A handful of psychos in Florida get to say who the president is, but in 47
states, nobody really cares who you vote for. That's a better-than-average
election.
Environmentalism: I understand environmental concerns.
I am even worried about environmental issues. Unfortunately, environmentalists
suffer from righteous indignation. I find it
impossible to trust anyone suffering from this, or agree
with them on any level. Righteous indignation immediately forces me to take
an opposing view. I guess it's a personality flaw of mine.
Abortion: Have one if you want. I'm male. I'm never
going to get pregnant. I'm never going to have an abortion. If I am ever
in a position
where an abortion matters, I'll stand behind the beliefs of my significant
other. Hopefully her beliefs won't intrude on someone else.

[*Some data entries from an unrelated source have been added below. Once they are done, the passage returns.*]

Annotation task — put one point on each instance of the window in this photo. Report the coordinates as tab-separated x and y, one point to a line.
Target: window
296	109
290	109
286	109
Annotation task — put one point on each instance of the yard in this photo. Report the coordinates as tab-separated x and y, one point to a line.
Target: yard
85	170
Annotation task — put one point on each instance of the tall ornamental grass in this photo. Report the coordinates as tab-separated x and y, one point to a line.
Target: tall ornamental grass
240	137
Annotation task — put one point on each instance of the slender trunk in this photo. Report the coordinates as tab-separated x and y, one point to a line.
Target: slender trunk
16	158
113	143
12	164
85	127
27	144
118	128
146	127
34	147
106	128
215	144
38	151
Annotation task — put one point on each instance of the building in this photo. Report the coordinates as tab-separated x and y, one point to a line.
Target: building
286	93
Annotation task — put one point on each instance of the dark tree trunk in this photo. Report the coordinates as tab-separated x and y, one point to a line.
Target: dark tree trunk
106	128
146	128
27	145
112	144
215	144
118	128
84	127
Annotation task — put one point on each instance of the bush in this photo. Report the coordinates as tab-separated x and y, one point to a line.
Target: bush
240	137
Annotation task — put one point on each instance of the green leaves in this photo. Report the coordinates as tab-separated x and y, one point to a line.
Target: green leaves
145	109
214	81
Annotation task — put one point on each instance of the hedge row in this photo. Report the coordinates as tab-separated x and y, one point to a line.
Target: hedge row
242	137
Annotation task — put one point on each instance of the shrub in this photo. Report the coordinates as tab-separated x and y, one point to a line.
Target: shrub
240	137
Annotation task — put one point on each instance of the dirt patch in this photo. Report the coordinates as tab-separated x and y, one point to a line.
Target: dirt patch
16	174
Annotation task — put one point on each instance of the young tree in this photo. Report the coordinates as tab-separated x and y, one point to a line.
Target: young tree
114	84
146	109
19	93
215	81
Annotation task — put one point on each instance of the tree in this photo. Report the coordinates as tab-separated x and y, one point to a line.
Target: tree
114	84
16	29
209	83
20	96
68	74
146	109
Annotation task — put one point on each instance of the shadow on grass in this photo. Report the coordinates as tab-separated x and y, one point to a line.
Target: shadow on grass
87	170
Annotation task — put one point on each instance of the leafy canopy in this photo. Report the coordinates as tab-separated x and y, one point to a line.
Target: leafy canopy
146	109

I don't really
care if it's legal or not.
The Military: Are we defending America? Well then, we
need lots of nukes, and the elusive enemy can smolder under a glowing cloud
of radioactive prejudice! Uh... wait a minute... what the hell are American
troops doing in other countries? Are my taxes paying for that?!
Science: I hate any science which isn't meant to pursue
a tangible technological benefit. Astronomy is expensive intellectual posturing
to me. Archaeology benefits the world very little. NASA is a awfully expensive,
when you consider that they don't produce much beyond some pretty pictures.
Foreign Aid: Let's face it, about 5 billion people are
going to die in your lifetime. You'd have two lifetimes of misery if you
spent
1 full second mourning each death. People die. It happens. Get over it. Now...
that having been said... Americans have an awful lot, and there's no reason
to hoard it (especially since we're fat bastards, on average). There isn't
much reason for us not to help them out. Tanks and soldiers aren't the kind
of thing, however, that I feel we need to supply the 3rd world.
Evolution: Get over it, primate. You're descended from
pond scum, just like everybody else! You're sweaty, you have stinky feet and
bad breath. If anybody designed you, you'd smell better.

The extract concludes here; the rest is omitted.